Shopping for tailored clothing is not unlike buying a car, a diamond ring or a set of custom-made golf clubs--some intricacies and heavy thinking are involved, but as designer Tommy Hilfiger says, a great-fitting jacket can really carry you far. "Board meeting to beach retreat, country-club function to corporate-sales meeting ... When they say 'jacket required,' I think they mean look smart, look stylish, and most of all, look confident," Hilfiger says. Here's a primer on what to know the next time you're standing in front of a dressing-room mirror. Think of a tailor as you do a clubfitter. And remember, they're there to make sure you've got it all just right.
BLAZER OR SPORT COAT? Contrary to popular belief, they're not one and the same. The term blazer covers solid-colored jackets such as blue, black, camel or Masters green. The blazer is one of the most classic and versatile pieces of a man's wardrobe and can be worn with jeans, khakis or gray flannel trousers. It's equipped with brass buttons. Sport coats, or jackets, encompass just about everything else. If a man wants one jacket in his life, says Dan McCampbell, Saks Fifth Avenue's vice president of men's fashion merchandising, make it a blue blazer.
A GOOD FIT Few men can afford a custom-made jacket tailored to every inch of their bodies. So it's off the rack we go, and that's OK as long as you use a tailor for alterations. Though jackets are sized from a man's chest, they're built from the shoulders, and that's where a jacket should fit best. (A man's height determines whether he needs a regular, short or long jacket.) The shoulder's fit should be in proportion with your body, with generous armholes that allow you to wrap your arms around a trophy without lifting up the jacket. When buttoned, there should be enough room for a sweater or an extra five pounds.
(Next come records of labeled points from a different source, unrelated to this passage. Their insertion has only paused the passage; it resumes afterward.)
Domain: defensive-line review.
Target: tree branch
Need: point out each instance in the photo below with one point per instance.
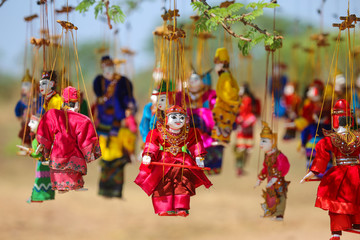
(2, 2)
(241, 19)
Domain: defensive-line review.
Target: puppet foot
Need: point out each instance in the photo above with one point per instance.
(182, 213)
(278, 218)
(21, 153)
(62, 191)
(167, 213)
(356, 227)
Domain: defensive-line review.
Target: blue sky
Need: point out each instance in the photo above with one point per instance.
(143, 21)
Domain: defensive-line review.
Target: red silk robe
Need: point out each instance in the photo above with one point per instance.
(70, 141)
(339, 189)
(159, 151)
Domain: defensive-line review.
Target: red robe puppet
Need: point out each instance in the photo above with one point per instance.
(171, 187)
(70, 141)
(339, 189)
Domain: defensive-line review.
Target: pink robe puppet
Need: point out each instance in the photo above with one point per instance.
(275, 167)
(70, 141)
(172, 186)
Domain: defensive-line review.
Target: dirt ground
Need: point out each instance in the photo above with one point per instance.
(228, 210)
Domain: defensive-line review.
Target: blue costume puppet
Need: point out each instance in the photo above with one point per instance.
(154, 110)
(115, 106)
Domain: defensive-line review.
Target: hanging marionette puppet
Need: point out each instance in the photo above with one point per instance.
(52, 100)
(276, 166)
(339, 189)
(42, 187)
(291, 102)
(201, 98)
(114, 97)
(155, 110)
(21, 109)
(227, 101)
(115, 125)
(313, 133)
(245, 122)
(175, 154)
(69, 141)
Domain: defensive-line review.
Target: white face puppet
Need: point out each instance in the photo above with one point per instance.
(158, 75)
(289, 90)
(33, 124)
(75, 108)
(176, 120)
(241, 91)
(195, 82)
(25, 88)
(312, 93)
(162, 102)
(108, 72)
(266, 144)
(218, 67)
(46, 86)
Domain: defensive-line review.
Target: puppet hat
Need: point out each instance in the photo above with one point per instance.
(107, 61)
(70, 94)
(266, 132)
(222, 56)
(175, 109)
(49, 75)
(27, 77)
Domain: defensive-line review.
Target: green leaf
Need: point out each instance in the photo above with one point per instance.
(84, 5)
(99, 8)
(116, 14)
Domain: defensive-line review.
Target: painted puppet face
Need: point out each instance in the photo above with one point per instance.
(162, 102)
(218, 67)
(46, 86)
(195, 82)
(108, 71)
(313, 94)
(266, 144)
(158, 75)
(176, 120)
(25, 88)
(289, 90)
(33, 124)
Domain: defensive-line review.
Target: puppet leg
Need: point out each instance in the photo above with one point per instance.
(163, 196)
(183, 189)
(66, 180)
(339, 222)
(280, 208)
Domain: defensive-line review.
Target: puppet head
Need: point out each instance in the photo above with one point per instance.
(158, 74)
(175, 117)
(340, 82)
(70, 97)
(268, 138)
(108, 67)
(222, 59)
(34, 123)
(47, 82)
(289, 89)
(341, 114)
(26, 84)
(195, 82)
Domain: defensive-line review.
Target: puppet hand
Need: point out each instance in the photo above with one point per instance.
(307, 176)
(271, 182)
(39, 149)
(200, 162)
(258, 182)
(146, 160)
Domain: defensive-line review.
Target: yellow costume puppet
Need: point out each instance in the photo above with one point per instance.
(227, 101)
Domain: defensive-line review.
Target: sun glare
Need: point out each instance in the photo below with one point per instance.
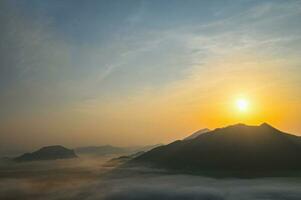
(242, 104)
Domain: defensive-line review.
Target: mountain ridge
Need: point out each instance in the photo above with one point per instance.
(235, 147)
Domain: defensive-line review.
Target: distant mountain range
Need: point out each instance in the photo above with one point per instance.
(48, 153)
(100, 150)
(196, 134)
(110, 150)
(236, 147)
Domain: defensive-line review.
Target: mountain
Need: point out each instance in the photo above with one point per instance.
(238, 148)
(100, 150)
(110, 150)
(196, 134)
(48, 153)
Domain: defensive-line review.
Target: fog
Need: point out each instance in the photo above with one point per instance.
(89, 178)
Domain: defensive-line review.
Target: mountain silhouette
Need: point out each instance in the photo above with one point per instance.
(196, 134)
(236, 147)
(100, 150)
(48, 153)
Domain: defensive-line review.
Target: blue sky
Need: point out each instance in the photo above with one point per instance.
(59, 58)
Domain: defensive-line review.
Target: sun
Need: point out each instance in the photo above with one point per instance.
(242, 104)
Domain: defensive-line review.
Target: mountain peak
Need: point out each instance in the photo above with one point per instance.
(197, 133)
(266, 125)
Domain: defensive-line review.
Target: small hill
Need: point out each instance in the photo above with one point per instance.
(236, 147)
(48, 153)
(196, 134)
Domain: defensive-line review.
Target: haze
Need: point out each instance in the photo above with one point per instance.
(144, 72)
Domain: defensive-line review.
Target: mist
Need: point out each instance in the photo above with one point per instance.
(90, 178)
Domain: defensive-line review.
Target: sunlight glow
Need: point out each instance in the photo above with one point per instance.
(242, 104)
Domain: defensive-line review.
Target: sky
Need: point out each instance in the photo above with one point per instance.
(143, 72)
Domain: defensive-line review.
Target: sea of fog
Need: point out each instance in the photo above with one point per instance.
(88, 178)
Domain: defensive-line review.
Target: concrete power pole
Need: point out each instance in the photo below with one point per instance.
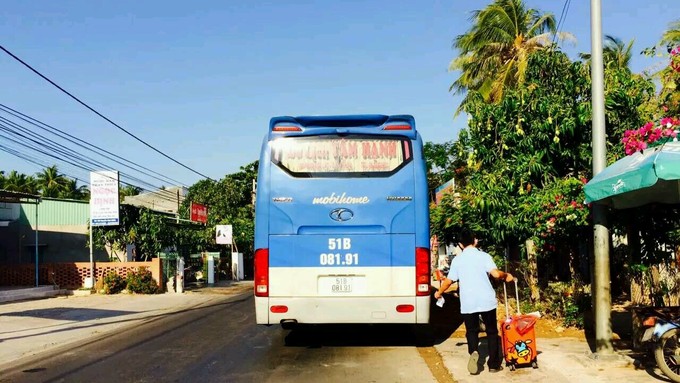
(601, 280)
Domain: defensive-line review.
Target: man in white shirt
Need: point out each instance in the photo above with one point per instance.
(472, 269)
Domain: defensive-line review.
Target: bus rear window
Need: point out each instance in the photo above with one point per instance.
(334, 156)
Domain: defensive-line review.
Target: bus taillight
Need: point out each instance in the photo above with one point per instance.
(422, 271)
(261, 272)
(397, 127)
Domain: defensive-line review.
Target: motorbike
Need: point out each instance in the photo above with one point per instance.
(663, 331)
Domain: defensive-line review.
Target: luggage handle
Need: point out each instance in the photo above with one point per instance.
(505, 291)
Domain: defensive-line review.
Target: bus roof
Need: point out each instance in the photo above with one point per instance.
(343, 124)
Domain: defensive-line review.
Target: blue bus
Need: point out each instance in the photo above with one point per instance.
(342, 222)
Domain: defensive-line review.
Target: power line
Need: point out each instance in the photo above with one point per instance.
(99, 114)
(49, 148)
(563, 17)
(86, 145)
(43, 145)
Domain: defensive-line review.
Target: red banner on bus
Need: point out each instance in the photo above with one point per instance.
(199, 213)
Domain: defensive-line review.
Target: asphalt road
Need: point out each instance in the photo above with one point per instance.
(218, 342)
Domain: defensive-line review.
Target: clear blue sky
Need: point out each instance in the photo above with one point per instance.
(199, 80)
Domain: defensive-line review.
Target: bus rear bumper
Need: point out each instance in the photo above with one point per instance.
(318, 310)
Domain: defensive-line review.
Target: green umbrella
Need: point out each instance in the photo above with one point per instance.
(639, 179)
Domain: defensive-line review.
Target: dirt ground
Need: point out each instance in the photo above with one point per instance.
(545, 327)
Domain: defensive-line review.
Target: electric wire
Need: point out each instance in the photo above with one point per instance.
(49, 148)
(37, 162)
(99, 114)
(87, 145)
(563, 17)
(45, 142)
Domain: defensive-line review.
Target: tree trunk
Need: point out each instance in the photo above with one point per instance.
(533, 271)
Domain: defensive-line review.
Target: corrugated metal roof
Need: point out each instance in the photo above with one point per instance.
(57, 212)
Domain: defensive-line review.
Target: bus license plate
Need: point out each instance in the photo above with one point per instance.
(336, 285)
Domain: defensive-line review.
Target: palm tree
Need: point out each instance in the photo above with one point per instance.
(71, 190)
(50, 182)
(672, 36)
(20, 183)
(494, 53)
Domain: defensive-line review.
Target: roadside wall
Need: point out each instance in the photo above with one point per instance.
(71, 275)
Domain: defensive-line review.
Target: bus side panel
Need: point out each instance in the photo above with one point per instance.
(422, 211)
(262, 310)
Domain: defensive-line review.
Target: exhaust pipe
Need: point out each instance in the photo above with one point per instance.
(288, 324)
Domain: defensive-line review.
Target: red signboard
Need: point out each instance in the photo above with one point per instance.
(199, 213)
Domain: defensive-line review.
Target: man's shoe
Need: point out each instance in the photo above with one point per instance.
(473, 367)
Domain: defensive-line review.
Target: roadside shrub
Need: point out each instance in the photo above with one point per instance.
(112, 283)
(141, 281)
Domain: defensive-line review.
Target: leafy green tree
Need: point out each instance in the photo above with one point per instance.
(529, 154)
(615, 53)
(229, 202)
(128, 190)
(71, 190)
(441, 162)
(494, 53)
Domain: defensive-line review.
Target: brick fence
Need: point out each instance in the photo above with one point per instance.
(71, 275)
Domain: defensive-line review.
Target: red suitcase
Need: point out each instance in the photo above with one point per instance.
(518, 338)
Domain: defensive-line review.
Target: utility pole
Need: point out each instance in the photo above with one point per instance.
(601, 279)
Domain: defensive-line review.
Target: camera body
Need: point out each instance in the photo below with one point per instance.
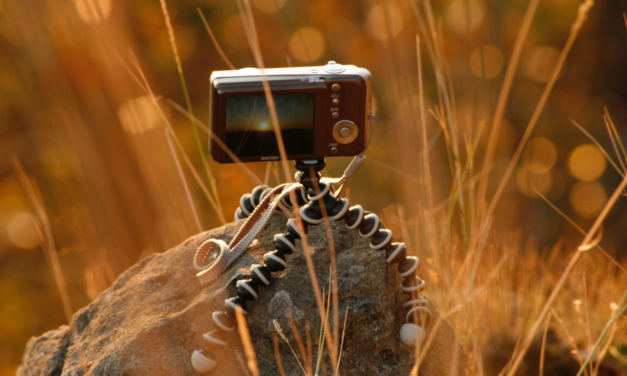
(322, 112)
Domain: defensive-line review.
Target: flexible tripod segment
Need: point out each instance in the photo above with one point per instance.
(318, 201)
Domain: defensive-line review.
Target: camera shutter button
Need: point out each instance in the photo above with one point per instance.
(333, 67)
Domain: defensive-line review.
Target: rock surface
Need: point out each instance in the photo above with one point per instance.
(153, 317)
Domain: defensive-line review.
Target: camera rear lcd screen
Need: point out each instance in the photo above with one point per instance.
(249, 131)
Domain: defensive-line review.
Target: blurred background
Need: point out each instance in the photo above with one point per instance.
(94, 144)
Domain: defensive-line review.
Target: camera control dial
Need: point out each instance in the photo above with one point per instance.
(345, 131)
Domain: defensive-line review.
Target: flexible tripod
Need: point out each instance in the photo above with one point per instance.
(317, 201)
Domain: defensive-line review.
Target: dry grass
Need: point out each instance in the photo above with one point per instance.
(451, 199)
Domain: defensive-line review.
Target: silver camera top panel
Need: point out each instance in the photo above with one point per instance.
(332, 68)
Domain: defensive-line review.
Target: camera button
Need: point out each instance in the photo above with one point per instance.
(345, 131)
(333, 67)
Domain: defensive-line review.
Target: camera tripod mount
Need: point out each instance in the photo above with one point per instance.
(315, 200)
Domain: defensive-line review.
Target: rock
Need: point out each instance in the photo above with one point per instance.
(153, 317)
(45, 355)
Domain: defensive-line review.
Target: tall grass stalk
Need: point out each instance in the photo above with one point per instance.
(512, 67)
(251, 33)
(603, 251)
(251, 357)
(143, 83)
(44, 233)
(607, 156)
(574, 31)
(214, 40)
(586, 244)
(215, 138)
(188, 194)
(201, 149)
(617, 314)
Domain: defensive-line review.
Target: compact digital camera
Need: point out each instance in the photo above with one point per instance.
(322, 111)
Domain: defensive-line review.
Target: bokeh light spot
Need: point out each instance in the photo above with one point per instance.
(588, 198)
(541, 63)
(268, 6)
(527, 181)
(486, 62)
(21, 232)
(307, 44)
(587, 162)
(139, 115)
(93, 10)
(465, 15)
(385, 21)
(234, 31)
(540, 155)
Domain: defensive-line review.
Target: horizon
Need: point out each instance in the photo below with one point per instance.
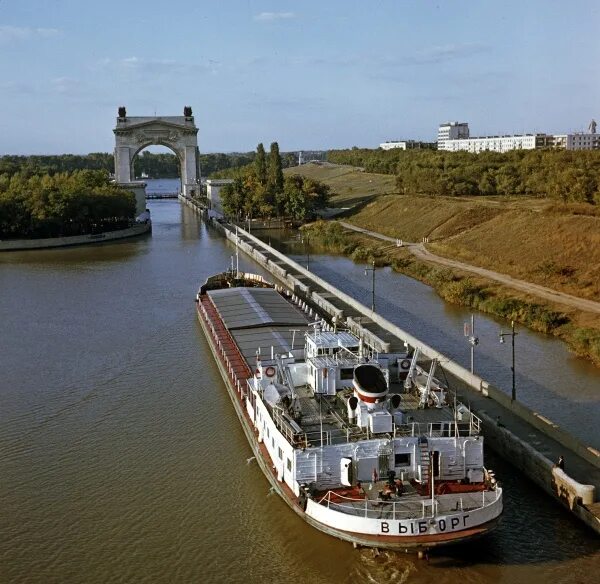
(333, 76)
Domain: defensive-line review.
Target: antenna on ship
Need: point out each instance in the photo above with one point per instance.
(237, 254)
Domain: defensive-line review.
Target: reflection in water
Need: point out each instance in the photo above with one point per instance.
(122, 459)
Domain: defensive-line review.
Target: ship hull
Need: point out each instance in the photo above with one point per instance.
(310, 511)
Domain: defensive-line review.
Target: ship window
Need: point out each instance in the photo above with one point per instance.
(402, 459)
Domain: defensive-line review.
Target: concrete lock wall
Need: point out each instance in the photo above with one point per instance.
(536, 466)
(573, 495)
(477, 383)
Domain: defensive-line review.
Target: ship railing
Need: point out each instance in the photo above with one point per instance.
(438, 429)
(410, 509)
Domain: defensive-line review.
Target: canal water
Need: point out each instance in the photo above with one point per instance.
(121, 459)
(549, 379)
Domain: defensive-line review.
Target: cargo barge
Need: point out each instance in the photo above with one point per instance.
(370, 448)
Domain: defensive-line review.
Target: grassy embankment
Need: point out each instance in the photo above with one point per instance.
(555, 246)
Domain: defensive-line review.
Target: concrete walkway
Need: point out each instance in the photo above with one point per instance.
(419, 251)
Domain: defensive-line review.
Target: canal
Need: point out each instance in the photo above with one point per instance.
(122, 459)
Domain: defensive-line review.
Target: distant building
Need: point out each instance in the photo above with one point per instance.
(451, 131)
(579, 141)
(499, 143)
(406, 145)
(454, 137)
(213, 189)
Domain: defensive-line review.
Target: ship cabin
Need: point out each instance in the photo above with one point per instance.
(330, 359)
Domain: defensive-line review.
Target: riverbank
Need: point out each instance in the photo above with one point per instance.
(534, 239)
(579, 329)
(52, 242)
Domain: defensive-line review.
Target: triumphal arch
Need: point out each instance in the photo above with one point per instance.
(179, 133)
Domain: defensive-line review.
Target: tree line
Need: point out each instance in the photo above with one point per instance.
(261, 190)
(154, 165)
(62, 204)
(567, 175)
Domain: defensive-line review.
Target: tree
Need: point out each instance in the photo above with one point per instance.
(275, 172)
(260, 165)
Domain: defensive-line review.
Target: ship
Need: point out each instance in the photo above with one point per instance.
(371, 448)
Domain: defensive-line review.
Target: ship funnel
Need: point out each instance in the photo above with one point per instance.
(352, 405)
(370, 384)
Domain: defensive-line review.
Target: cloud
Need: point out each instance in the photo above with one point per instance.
(143, 68)
(439, 54)
(23, 33)
(272, 16)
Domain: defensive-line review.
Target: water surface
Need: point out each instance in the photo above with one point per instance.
(121, 459)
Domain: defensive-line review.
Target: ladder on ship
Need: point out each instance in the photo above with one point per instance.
(424, 460)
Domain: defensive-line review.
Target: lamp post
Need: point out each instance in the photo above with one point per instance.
(473, 340)
(511, 334)
(372, 270)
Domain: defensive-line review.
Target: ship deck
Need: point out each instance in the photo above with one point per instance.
(323, 419)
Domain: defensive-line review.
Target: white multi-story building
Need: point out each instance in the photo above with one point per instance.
(454, 137)
(405, 145)
(451, 131)
(498, 143)
(577, 141)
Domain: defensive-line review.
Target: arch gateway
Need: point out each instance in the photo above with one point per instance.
(179, 133)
TO THE TOUCH Fabrics to consider when buying a sport coat are winter, summer or 10 months. The latter is a jacket made from light, yet sturdy, wool in solids or classic menswear patterns suitable to wear 10 months of the year. It's a good buy if you have to wear a jacket now and then. Cashmeres and other wools lend themselves to great patterns--like glenplaid, houndstooth and checks--that are easy to layer with shirts and sweaters. Summer jackets usually are made from fine wool, which is lighter than cotton and is blended with fibers such as linen, silk or nylon.
THE LITTLE THINGS Details like lapel and collar width, pocket and button types define the latest styles. To play it safe, choose lapels with classic widths between three and four inches and with the tip of the lapel reaching about halfway between the collar and the shoulder. Pockets, too, should be kept simple. Vents, the slits on the back of the jacket, are meant for ease of movement. An "American" jacket has a single vent in the middle of the garment. The "British" has one at each hip. A ventless sport coat, that hugs the body, is called a "Continental" jacket. As for buttons: two-and three-button jackets are the norm these days.
THE FINER POINTS Why does one jacket cost $200 and another $3,000? It's the sum of the parts--better fabric, lining and buttons, a more intricate pattern and the amount of work done by hand. A designer's name adds value as well.